I've realize in the whole spectrum of dating there is a double standards in dating a single mother/father. Just recently one of my good friends from work introduce me to a guy that she's been friends with for awhile. She spoke so highly of him, and although I'm not in the market at all to date anyone yet alone have a relationship with anyone, but I figured I would humor myself and meet this wonderful guy I heard so much about. Things were going great, and it seems like he was into me, until I told him I have a child. A one year old little boy whom I love so much. He's my life and I would die for him. All of a sudden it was a big deal, or in his words the "deal breaker." My friend then tells me that other men look at my son as baggage... I think in my mind, I cursed about 15 times in the first 30 seconds of hearing what she just said. Why is that when my ex, who is now dating, tell girls that he has a son, they think it's cute? Double standards eh?
I'm very happy, and enjoying being a mom. Not just any mother, a Christian mother. I find a sense of accomplishment everyday because I am able to raise my son in the Christian faith.

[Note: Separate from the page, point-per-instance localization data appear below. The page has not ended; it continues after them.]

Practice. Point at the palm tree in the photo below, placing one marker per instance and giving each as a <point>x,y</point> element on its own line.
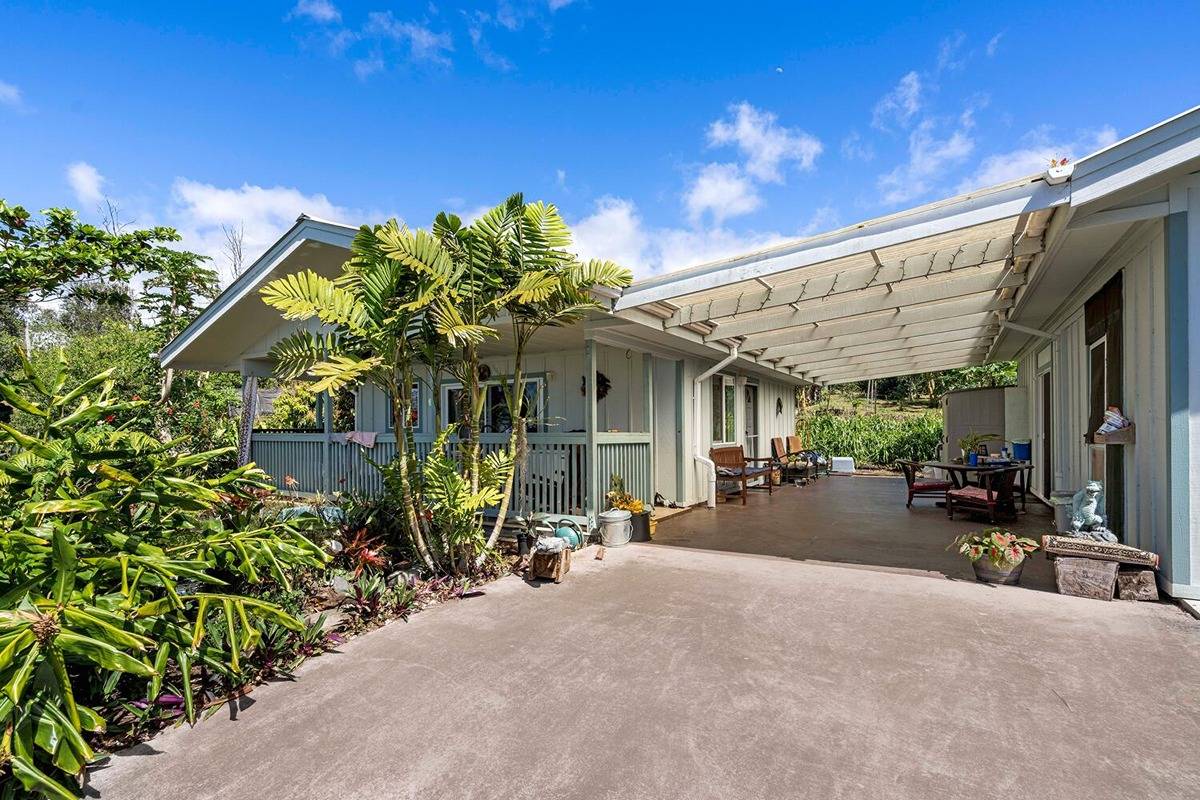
<point>375,318</point>
<point>525,245</point>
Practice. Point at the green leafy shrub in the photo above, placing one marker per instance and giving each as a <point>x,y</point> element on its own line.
<point>873,438</point>
<point>119,558</point>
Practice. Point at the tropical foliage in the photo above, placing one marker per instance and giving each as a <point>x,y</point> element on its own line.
<point>120,565</point>
<point>100,322</point>
<point>1002,547</point>
<point>873,439</point>
<point>408,302</point>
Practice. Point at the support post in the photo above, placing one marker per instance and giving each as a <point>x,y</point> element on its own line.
<point>589,429</point>
<point>681,450</point>
<point>1182,426</point>
<point>327,445</point>
<point>648,422</point>
<point>249,413</point>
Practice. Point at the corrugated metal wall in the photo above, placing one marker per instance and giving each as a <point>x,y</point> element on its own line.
<point>1141,260</point>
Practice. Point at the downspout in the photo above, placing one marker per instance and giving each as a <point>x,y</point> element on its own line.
<point>697,444</point>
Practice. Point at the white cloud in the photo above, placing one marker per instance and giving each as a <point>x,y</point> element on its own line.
<point>900,104</point>
<point>199,210</point>
<point>425,44</point>
<point>823,220</point>
<point>930,158</point>
<point>10,95</point>
<point>949,52</point>
<point>477,24</point>
<point>1038,146</point>
<point>721,191</point>
<point>366,67</point>
<point>322,11</point>
<point>616,230</point>
<point>613,230</point>
<point>87,182</point>
<point>853,148</point>
<point>994,44</point>
<point>763,143</point>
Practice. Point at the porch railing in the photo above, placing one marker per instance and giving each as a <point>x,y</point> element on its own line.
<point>555,479</point>
<point>629,456</point>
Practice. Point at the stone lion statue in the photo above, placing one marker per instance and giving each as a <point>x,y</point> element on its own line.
<point>1087,518</point>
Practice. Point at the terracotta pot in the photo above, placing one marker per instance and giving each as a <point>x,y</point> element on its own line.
<point>988,572</point>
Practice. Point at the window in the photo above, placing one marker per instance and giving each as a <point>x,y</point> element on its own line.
<point>725,400</point>
<point>496,407</point>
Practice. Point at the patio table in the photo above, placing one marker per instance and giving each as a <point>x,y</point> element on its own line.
<point>961,474</point>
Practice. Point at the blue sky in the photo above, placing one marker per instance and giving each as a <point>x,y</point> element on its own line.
<point>669,134</point>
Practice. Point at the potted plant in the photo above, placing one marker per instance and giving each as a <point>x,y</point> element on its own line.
<point>970,445</point>
<point>618,498</point>
<point>996,554</point>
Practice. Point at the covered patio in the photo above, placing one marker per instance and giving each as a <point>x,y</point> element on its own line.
<point>832,649</point>
<point>851,521</point>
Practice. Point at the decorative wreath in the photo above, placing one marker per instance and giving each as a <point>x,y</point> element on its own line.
<point>603,385</point>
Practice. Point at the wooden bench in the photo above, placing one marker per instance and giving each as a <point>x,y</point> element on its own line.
<point>733,467</point>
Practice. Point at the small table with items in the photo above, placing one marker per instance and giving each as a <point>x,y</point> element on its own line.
<point>963,474</point>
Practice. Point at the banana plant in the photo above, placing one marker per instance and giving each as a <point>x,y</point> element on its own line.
<point>375,317</point>
<point>549,287</point>
<point>115,555</point>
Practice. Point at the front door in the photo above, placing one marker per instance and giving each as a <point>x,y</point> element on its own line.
<point>751,421</point>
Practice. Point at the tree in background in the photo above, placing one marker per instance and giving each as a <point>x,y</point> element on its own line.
<point>66,286</point>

If I didn't have God in my life, and Jesus Christ as my savior, there would be no hope, no faith and no love between my son and I. Any parent can love a child, but it takes a stronger parent to lead by example and to show their child that they must live their life for God. As a single mother I find it harder to raise my son without his father under the same roof, BUT I do feel that God will big a greater example as to what a father should be. Through the words of the bible as well as the teaching of my Pastor, I know my son will grow up to be a fine man one day. To that, it will make me a proud mother one day.

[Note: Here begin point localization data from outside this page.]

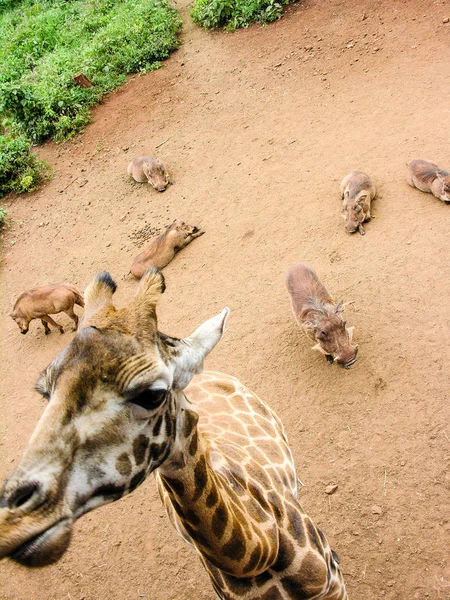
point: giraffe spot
(277, 507)
(272, 594)
(195, 535)
(156, 450)
(314, 539)
(335, 556)
(200, 478)
(258, 495)
(253, 560)
(309, 581)
(140, 446)
(190, 421)
(175, 485)
(123, 464)
(111, 491)
(193, 444)
(168, 424)
(157, 427)
(137, 480)
(225, 387)
(219, 521)
(240, 587)
(235, 548)
(191, 517)
(286, 554)
(263, 578)
(295, 525)
(212, 498)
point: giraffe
(125, 400)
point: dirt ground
(257, 128)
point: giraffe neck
(233, 533)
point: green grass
(3, 215)
(233, 14)
(43, 43)
(20, 170)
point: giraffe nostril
(22, 494)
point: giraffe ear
(98, 295)
(151, 286)
(191, 351)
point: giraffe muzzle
(45, 548)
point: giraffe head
(114, 396)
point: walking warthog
(319, 316)
(358, 191)
(164, 247)
(426, 176)
(148, 169)
(45, 300)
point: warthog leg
(47, 319)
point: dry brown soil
(257, 128)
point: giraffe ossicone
(125, 400)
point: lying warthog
(358, 191)
(45, 300)
(426, 176)
(164, 247)
(145, 169)
(319, 315)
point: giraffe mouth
(45, 548)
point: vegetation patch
(233, 14)
(44, 43)
(20, 169)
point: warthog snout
(347, 359)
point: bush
(3, 215)
(43, 43)
(20, 170)
(233, 14)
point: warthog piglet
(426, 176)
(358, 191)
(164, 247)
(45, 300)
(145, 169)
(320, 316)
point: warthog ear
(98, 296)
(188, 354)
(319, 348)
(339, 307)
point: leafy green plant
(3, 215)
(20, 169)
(43, 43)
(233, 14)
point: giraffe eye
(150, 398)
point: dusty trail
(257, 129)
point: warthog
(358, 191)
(319, 316)
(164, 247)
(45, 300)
(426, 176)
(145, 169)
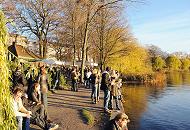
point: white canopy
(53, 62)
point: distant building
(21, 53)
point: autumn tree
(158, 63)
(133, 59)
(185, 64)
(173, 62)
(37, 19)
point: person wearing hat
(118, 123)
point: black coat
(111, 125)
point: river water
(159, 108)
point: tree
(91, 8)
(7, 117)
(134, 59)
(37, 18)
(173, 62)
(158, 63)
(185, 64)
(155, 51)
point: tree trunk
(84, 46)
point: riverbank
(65, 106)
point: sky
(164, 23)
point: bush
(88, 116)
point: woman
(20, 111)
(42, 80)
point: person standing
(74, 78)
(21, 113)
(42, 80)
(118, 123)
(94, 83)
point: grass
(89, 118)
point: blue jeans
(116, 102)
(23, 124)
(106, 99)
(55, 85)
(94, 91)
(74, 85)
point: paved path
(64, 108)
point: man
(106, 88)
(20, 111)
(118, 123)
(74, 78)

Since Ryan's father and I aren't together, I won't let that be an excuse to why I won't be able to take my son out on vacation or do things with him. I will take him on his first vacation next summer, I don't know where yet, but I'm keeping my mind open. I realize that life doesn't stop when you are a single parent. Life must go on, I will continue to experience life with my son as a single mother. This past weekend I took Ryan out, we didn't go trick or treating since it was very cold outside. Instead I dressed up my little ham in his Mickey Mouse costume, and I dressed up as Minnie Mouse. We then headed to Bob Evans for dinner with a few close friends of mine and had a nice dinner with them. I was very proud to parade my son in his costume around Bob Evans, so many people couldn't stop smiling at him. Even a nice older man purchased Ryan a stuff animal and my heart just melted. I don't ever remember a time where my mom and I went out to eat, with just us two. I don't think we ever did. I do not fault my mother at all for being the way she is. I'm very Americanize and the way I raise my son is a custom to the American tradition and culture. Times has change and who ever said a singe parent can't be a completed family? My family is complete because we have God. Until the day God blesses me with a wonderful husband, I'm content as ever to be a single mother.